Jesus’ Prayer as Gift

This Sunday the Gospel reading is from John 17, Jesus’ great prayer for his followers.  After finishing his last meal with his disciple, Jeus looks up to heaven and talks to his Father about keeping his disciples safe.

I am asking on their behalf; I am not asking on behalf of the world, but on behalf of those whom you gave to me, because they are yours.  All mine are yours, and yours are mine; and I have been glorified in them. (John 17:9-10)

We belong to God and to Jesus, we are woven into the fabric of the Trinity.  Jesus not only prays for us, he models how we can enter into deeper relationship with God through prayer.  Our prayer relationship is a gift from God that we sometimes try to push or pull our way.

Henri Nouwen has written many things on prayer that I find helpful.  The following quote is from his Genesee Diary when he spent six months living at a monastary in 1975.

I wonder if depression in the spiritual life does not mean that we have forgotten that prayer is grace.  The deep realization that all the fruits of the spiritual life are gifts of God should make us smile and liberate us from any deadly seriousness. We can close our eyes as tightly as we can and clasp our hands as tightly as firmly as possible, but God speaks only when he wants to speak.
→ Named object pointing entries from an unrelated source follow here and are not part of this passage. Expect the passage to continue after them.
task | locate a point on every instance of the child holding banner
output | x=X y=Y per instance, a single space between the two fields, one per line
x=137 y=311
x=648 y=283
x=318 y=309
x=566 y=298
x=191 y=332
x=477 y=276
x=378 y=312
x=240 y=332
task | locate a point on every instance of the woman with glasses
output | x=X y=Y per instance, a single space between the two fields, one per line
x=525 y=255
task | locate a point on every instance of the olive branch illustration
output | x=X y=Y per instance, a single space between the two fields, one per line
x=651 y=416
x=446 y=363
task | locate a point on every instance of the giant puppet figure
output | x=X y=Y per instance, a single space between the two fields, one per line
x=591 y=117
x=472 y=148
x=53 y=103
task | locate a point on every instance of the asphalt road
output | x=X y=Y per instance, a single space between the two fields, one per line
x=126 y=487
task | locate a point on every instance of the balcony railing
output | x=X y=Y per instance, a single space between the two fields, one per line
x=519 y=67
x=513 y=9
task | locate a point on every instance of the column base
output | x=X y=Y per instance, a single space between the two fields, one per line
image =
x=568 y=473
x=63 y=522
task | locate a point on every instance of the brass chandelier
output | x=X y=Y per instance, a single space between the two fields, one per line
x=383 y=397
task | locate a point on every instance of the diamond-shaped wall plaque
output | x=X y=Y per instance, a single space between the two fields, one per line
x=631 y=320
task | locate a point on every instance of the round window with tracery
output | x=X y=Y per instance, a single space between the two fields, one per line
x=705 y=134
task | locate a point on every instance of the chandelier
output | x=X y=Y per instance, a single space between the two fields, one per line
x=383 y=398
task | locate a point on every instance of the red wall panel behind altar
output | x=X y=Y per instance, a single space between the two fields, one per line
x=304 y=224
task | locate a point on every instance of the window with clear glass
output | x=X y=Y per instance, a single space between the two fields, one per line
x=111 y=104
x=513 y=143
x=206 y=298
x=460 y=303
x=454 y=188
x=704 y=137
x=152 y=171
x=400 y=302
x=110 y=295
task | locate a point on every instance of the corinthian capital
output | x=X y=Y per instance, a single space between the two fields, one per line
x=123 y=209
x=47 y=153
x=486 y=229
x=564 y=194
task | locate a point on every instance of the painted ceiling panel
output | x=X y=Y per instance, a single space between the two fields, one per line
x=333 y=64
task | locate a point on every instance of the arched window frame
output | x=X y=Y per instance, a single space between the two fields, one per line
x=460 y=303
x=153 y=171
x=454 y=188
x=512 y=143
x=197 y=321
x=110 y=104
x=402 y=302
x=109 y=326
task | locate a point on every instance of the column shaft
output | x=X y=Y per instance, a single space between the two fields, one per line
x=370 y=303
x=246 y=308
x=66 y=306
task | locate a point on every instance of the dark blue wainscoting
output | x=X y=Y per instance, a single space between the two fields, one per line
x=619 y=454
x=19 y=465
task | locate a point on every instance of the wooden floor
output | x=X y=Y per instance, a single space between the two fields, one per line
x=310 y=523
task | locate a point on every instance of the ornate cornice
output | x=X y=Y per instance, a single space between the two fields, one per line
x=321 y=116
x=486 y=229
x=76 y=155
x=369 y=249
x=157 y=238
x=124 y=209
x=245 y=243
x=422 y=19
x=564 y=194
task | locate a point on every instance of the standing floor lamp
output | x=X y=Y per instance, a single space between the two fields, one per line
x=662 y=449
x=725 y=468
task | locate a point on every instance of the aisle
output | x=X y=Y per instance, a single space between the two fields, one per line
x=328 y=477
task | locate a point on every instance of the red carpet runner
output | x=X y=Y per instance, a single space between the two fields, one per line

When we realize this our pressing, pushing and pulling become quite amusing.  Sometimes we act like a child that closes his eyes and thinks  that he can make the world go away.

After having done everything t0 make some space for God, it is still God who comes on his own initiative.  But we have a promise upon which to base our hope: The promise of his love.  So our life can rightly be waiting in expectation, but waiting patiently and with a smile.  Then indeed, we shall be really surprised and full of joy and gratitude when he comes.  (The Genesee Diary, p. 129)

Who has been a model of prayer for you and what have you learned from them?

Lord Jesus, like your disciples, teach us to pray.